Gender gaps in surgical specialties may take decades to close
Women compose half of the entering classes of medical students, yet they are underrepresented in many of the largest surgical specialties. While some efforts are underway to recruit more women into surgical specialties, little information has been available on the rate at which the gender gap is closing. A new study led by investigators from Brigham and Women's Hospital analyzed national data available through the National Graduate Medical Education Census to determine how rates of women in surgical specialties have changed over the last 11 years and use that to project how they might change in the future. In JAMA Surgery, the team reports that, among the largest resident specialties in the U.S., little progress has been made, with most of the largest residencies demonstrating a less than 1 percent increase in women trainees per year. For many specialties, including neurosurgery and orthopedic surgery, it will take decades to reach equal female representation if progress continues at the current pace.
"This paper shows that not all fields are created equal," said co-senior author Erika Rangel, MD, MS, a surgeon and researcher in the Division of Trauma, Burn and Surgical Critical Care. "Some fields are reaching parity or have surpassed it, but many are lagging behind."
The research team analyzed publicly available, deidentified, aggregate data from 2007 to 2018 and looked across 20 specialties with the most residents. Of the 20 programs, women were underrepresented in 13. Specialties with the lowest representation included otolaryngology, plastic surgery, urology, orthopedic surgery and neurosurgery. The researchers then estimated how long it would take to reach gender parity at the current rate of change. They found that for orthopedic surgery, for instance, it would require more than 100 years for female residents to be equitably represented in the specialty.

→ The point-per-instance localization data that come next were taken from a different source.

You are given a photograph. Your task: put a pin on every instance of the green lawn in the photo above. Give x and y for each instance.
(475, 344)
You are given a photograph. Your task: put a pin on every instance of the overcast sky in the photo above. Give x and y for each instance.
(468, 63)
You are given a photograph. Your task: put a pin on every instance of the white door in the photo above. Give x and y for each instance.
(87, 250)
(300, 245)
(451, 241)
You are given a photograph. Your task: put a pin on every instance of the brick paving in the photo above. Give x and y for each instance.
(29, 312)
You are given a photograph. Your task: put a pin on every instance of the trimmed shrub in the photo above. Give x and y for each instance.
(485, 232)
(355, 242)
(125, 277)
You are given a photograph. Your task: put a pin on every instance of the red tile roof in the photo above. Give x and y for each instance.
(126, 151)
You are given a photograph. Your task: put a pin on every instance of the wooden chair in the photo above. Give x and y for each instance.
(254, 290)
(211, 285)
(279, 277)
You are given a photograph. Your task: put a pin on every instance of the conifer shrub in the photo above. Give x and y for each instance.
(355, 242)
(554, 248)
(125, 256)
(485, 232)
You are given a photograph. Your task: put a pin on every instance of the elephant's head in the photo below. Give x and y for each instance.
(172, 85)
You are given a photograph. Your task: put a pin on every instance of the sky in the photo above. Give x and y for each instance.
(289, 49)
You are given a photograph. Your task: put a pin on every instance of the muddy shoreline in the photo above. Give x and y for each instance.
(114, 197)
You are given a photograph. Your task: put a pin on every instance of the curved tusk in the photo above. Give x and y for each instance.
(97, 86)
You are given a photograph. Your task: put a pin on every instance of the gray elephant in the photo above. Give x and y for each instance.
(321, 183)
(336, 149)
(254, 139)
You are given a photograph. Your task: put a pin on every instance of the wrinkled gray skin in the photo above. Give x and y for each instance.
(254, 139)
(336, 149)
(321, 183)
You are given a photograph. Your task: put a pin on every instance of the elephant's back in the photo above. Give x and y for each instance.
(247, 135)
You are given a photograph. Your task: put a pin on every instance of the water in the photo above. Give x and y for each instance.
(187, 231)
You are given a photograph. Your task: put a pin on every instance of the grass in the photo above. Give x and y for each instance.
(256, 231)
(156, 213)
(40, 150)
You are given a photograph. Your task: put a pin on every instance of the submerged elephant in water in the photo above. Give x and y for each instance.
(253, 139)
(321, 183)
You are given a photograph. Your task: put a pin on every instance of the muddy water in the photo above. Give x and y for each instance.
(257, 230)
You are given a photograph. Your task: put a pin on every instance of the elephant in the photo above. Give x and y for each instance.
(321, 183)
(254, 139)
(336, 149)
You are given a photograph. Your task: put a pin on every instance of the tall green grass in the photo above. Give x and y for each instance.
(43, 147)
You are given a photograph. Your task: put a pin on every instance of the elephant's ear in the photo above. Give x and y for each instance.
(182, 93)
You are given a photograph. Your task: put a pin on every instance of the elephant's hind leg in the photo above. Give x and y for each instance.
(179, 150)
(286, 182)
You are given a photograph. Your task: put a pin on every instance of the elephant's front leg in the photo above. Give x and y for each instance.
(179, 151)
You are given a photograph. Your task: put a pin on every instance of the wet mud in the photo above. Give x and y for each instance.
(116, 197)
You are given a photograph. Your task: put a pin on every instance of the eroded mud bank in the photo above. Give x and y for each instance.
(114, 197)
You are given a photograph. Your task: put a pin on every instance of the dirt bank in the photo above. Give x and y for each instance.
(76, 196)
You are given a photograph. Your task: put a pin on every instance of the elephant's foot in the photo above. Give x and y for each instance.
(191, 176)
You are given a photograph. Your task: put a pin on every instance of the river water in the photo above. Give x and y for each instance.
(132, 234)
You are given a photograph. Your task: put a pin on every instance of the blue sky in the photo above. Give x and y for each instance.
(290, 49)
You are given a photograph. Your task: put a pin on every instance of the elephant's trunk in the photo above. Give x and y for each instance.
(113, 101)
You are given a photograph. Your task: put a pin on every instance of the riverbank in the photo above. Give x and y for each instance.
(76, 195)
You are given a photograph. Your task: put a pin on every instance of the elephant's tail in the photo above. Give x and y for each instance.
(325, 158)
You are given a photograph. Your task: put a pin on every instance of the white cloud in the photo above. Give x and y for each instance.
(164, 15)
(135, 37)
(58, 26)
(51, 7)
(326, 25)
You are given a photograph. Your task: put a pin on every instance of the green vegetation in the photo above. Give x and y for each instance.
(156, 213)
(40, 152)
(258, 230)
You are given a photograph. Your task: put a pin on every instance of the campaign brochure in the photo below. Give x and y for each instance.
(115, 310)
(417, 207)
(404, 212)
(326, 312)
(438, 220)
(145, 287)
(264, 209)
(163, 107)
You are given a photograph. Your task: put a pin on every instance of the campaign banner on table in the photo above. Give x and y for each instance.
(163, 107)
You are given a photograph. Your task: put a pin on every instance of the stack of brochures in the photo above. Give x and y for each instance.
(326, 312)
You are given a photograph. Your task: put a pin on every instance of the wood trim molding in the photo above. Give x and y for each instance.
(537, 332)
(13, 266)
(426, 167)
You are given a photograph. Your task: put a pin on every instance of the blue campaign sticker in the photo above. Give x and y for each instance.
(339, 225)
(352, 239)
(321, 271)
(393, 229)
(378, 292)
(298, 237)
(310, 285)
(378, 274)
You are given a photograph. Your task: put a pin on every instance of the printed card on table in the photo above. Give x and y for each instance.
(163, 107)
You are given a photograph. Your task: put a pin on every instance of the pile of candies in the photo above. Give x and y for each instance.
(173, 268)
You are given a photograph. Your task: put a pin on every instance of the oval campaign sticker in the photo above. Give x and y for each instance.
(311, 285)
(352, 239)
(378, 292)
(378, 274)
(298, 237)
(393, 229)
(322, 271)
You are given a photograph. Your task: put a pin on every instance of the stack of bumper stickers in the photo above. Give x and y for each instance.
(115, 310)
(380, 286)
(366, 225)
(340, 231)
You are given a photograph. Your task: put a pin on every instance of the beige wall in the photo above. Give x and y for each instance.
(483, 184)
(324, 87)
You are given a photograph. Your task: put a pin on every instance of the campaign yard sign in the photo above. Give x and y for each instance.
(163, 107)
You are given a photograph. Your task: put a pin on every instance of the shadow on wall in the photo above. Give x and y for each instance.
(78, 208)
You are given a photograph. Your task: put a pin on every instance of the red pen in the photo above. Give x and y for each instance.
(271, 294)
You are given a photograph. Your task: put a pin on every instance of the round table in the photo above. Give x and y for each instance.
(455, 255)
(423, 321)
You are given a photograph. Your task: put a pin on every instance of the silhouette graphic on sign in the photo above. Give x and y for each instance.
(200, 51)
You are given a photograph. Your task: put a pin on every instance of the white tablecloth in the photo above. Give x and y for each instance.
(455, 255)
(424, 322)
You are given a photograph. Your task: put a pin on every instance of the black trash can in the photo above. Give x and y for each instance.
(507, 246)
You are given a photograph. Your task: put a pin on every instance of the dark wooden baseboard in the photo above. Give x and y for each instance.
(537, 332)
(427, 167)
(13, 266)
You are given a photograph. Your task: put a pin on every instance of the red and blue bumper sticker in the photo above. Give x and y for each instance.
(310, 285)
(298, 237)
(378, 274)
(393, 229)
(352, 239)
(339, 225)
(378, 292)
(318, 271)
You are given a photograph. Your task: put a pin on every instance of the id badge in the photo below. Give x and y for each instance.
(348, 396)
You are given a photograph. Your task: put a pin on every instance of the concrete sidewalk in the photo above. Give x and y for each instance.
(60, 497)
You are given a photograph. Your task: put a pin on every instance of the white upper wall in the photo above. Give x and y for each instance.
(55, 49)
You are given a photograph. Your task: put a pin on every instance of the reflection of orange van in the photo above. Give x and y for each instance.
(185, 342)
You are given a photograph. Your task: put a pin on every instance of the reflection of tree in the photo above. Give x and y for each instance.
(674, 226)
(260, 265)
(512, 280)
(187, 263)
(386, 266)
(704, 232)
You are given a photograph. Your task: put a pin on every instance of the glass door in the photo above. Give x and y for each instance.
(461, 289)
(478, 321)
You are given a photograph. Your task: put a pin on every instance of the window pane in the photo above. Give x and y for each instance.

"Using the rate of change that we saw in those specialties, we did further analyses to create projections to see how long it would take the specialties with the least representation to reach levels of female representation seen among all residents overall and then that of the U.S. population," said corresponding author Christopher L. Bennett, MD, MA, a former resident in the Brigham and Women's/Massachusetts General Hospital Harvard Affiliated Emergency Medicine Residency.
The authors describe several strategies that could help to improve female student recruitment to specialties. These include recognizing and rewarding mentorship; early outreach to medical students; and implicit bias training.
"At the current pace, gender parity among many surgical specialties is still decades away," the authors write. "These data call for concerted efforts to increase the pipeline for female surgical residents."